Эдди издал возглас радостного удивления:
– Слава тебе, господи, наконец-то ты опять нормальный. Действительно, какого хрена ты должен на этом терять?
Про себя он подумал: «Ну вот, это в духе Моски – ни в коем случае не дать себя обдурить, помнить о своих кровных даже в минуту горя». Но радость его была неподдельной: хорошо, что Моска все-таки не раскис, не свихнулся, а опять такой же, как всегда.
Тут ему в голову пришла идея. Он схватил Моску за руку:
– Слушай, вот какое дело. Я уезжаю на недельку с фрау Майер в горы под Марбург. Поехали с нами. Я найду тебе девочку, миленькую симпатяшечку. Отлично проведем время: крестьянская здоровая еда, море выпивки. Ну давай, соглашайся!

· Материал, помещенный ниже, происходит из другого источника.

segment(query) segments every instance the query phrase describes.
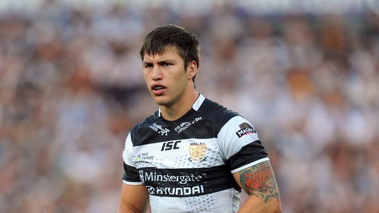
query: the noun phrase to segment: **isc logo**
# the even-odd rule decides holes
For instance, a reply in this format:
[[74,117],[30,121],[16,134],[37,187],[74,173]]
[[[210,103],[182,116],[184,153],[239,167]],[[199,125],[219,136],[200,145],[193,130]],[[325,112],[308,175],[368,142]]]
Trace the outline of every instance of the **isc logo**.
[[161,151],[167,151],[171,149],[178,149],[179,147],[178,146],[178,143],[182,142],[181,141],[178,141],[176,142],[170,142],[163,143],[163,145],[162,146]]

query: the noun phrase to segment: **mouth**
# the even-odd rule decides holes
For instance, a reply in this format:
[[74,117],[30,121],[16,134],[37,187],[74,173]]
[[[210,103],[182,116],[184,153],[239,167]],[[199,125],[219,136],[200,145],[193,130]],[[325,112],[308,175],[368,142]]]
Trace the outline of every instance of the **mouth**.
[[166,89],[166,87],[161,84],[154,84],[152,85],[152,90],[153,91],[159,92],[164,89]]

– Ну конечно, что за разговор! – улыбнувшись, ответил Моска.
Эдди весело расхохотался.
– Вот это по-нашему, Уолтер. Отлично! – Он хлопнул Моску по плечу. – Отправляемся завтра вечером. Погоди-погоди, вот увидишь горы! Красота! – Он помолчал и добавил участливо, почти по-отечески:
– Может быть, мы еще придумаем, как нам перевезти твоего ребенка в Штаты. Ты же знаешь, Уолтер, она этого очень хотела. Больше всего на свете. – И он смущенно улыбнулся. – Ну, приходи. Пропустим по маленькой.
– Так приведешь ко мне Йергена? – спросил Моска.
Эдди с сомнением посмотрел на него. Моска пояснил:
– Если честно, Эдди, то я совсем на мели.
Надо оставить деньги фрау Заундерс для ребенка.
Да и мне нужны бабки, чтобы поехать с тобой в Марбург. Если, конечно, ты не собираешься платить за меня всю неделю. – Он постарался говорить искренне. – Ну и, сам понимаешь, мне позарез нужны деньги, чтобы вернуться в Штаты. Вот и все. А я заплатил этому шаромыжнику хрен знает сколько!
Эдди сдался.
– Ладно, я его приведу, – сказал он. – Прямо сейчас и пойду. А потом сразу спускайся к нам.
Договорились?
– Заметано, – ответил Моска.
Выпроводив Эдди, Моска оглядел пустую комнату. Его взгляд упал на письма. Он взял одно, сел на кровать и начал читать. Дойдя до конца, он понял, что не видел ни строчки. Пришлось читать заново. Он пытался соединять слова, чтобы они выстроились в осмысленные предложения. Но они просеивались сквозь сознание и растворялись в гомоне голосов и топоте ног, сотрясавших общежитие.
"Пожалуйста, приезжай, – писала мать, – ни о чем не думай, просто приезжай домой. Я позабочусь о ребенке. Ты можешь закончить колледж, тебе же только двадцать три, я всегда забываю, как ты еще молод, – ведь ты отсутствовал шесть лет.
Если тебе сейчас плохо, помолись господу, он единственный, кто поможет тебе. Твоя жизнь только начинается…"
Он бросил письмо на пол и растянулся на кровати. Внизу уже началась вечеринка, звучала приятная музыка, кто-то смеялся. Головная боль вернулась. Он выключил свет. Крошечные желтые глазки часов сообщили ему, что сейчас половина седьмого. Еще полно времени. Он закрыл глаза.